Gold Price Technical Analysis: Daily Chart (June 2019 to June 2020) (Chart 2)
On June 24, gold prices were able to reach a fresh yearly high, following through on the June 22 breakout the sideways range carved out between the April 14/2020 high at 1747.72 and the April 21 swing low at 1661.42. This was expected, as we noted ahead of the breakout that “given that gold prices rallied into this consolidation, the market retains an upside bias.”
The measured move, derived from the high/low range between 1675 and 1748, calls for a move towards 1821, now that resistance is broken. Failure to achieve a topside breakout through 1748, and instead produce failure below 1675, would give gold price action the hallmark of a topping pattern, insofar as the measured move lower would be targeting 1602.
Gold Price Technical Analysis: Weekly Chart – Inverse Head and Shoulders Pattern (June 2011 to June 2020) (Chart 3)

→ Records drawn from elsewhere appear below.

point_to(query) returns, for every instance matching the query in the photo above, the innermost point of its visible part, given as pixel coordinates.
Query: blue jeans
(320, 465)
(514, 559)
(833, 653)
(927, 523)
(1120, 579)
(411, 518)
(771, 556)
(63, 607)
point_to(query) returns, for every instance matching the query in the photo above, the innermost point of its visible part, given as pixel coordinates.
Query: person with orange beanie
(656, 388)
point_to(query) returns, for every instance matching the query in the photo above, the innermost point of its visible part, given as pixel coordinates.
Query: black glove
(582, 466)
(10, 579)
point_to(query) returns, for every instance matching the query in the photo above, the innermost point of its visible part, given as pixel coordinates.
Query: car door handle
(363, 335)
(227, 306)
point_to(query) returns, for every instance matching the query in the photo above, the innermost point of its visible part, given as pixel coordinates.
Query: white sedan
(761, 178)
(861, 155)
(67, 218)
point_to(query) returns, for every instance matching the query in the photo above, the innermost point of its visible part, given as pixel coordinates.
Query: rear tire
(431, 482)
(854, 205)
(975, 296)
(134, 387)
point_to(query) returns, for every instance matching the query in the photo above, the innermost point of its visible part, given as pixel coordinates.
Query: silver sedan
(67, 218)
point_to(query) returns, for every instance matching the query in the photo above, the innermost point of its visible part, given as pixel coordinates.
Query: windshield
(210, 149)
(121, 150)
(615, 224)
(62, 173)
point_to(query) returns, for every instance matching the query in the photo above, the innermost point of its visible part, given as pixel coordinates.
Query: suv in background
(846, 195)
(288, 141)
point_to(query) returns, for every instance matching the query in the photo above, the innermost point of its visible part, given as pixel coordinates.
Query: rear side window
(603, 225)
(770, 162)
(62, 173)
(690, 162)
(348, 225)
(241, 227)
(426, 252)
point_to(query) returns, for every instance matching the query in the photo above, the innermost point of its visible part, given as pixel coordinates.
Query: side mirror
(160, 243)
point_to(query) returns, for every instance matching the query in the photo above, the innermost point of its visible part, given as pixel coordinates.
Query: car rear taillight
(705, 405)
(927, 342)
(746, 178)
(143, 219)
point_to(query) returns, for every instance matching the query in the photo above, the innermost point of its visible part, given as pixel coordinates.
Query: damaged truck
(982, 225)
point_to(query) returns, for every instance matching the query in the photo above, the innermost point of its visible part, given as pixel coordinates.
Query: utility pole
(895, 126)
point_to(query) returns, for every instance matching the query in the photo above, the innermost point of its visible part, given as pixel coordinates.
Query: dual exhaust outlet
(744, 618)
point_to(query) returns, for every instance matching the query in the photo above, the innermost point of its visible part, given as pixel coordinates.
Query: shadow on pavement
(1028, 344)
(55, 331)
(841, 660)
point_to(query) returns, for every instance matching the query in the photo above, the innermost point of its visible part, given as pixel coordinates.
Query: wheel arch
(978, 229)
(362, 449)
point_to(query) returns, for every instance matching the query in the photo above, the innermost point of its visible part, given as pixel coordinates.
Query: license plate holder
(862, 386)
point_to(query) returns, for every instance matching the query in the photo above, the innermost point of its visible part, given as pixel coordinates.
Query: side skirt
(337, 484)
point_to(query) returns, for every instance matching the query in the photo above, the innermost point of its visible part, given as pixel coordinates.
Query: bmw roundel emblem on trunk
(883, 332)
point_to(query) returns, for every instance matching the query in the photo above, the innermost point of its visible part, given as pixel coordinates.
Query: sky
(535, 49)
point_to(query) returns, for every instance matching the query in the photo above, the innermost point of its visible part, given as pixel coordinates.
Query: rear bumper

Gold prices have made significant progress within the confines of the multi-year inverse head & shoulders pattern, achieving their highest level since November 2012 earlier this week. It thus still holds that the rally into and through the 76.4% retracement (1714.66) must be viewed in context of the longer-term technical picture: the gold price inverse head and shoulders pattern that was triggered in mid-2019 is still valid and guiding gold price action.
Depending upon the placement of the neckline, the final upside targets in a potential long-term gold price rally, if drawing the neckline breakout against the August 2013 high at 1433.61, calls for a final target at 1820.99. This dovetails neatly with the measured move on the daily timeframe looking for gold prices to rally into 1834.02.
IG Client Sentiment Index: Gold Price Forecast (June 25, 2020) (Chart 4)
Gold: Retail trader data shows 66.86% of traders are net-long with the ratio of traders long to short at 2.02 to 1. The number of traders net-long is 4.05% lower than yesterday and 10.44% higher from last week, while the number of traders net-short is 5.84% lower than yesterday and 23.05% higher from last week.
We typically take a contrarian view to crowd sentiment, and the fact traders are net-long suggests Gold prices may continue to fall.
Positioning is more net-long than yesterday but less net-long from last week. The combination of current sentiment and recent changes gives us a further mixed Gold trading bias.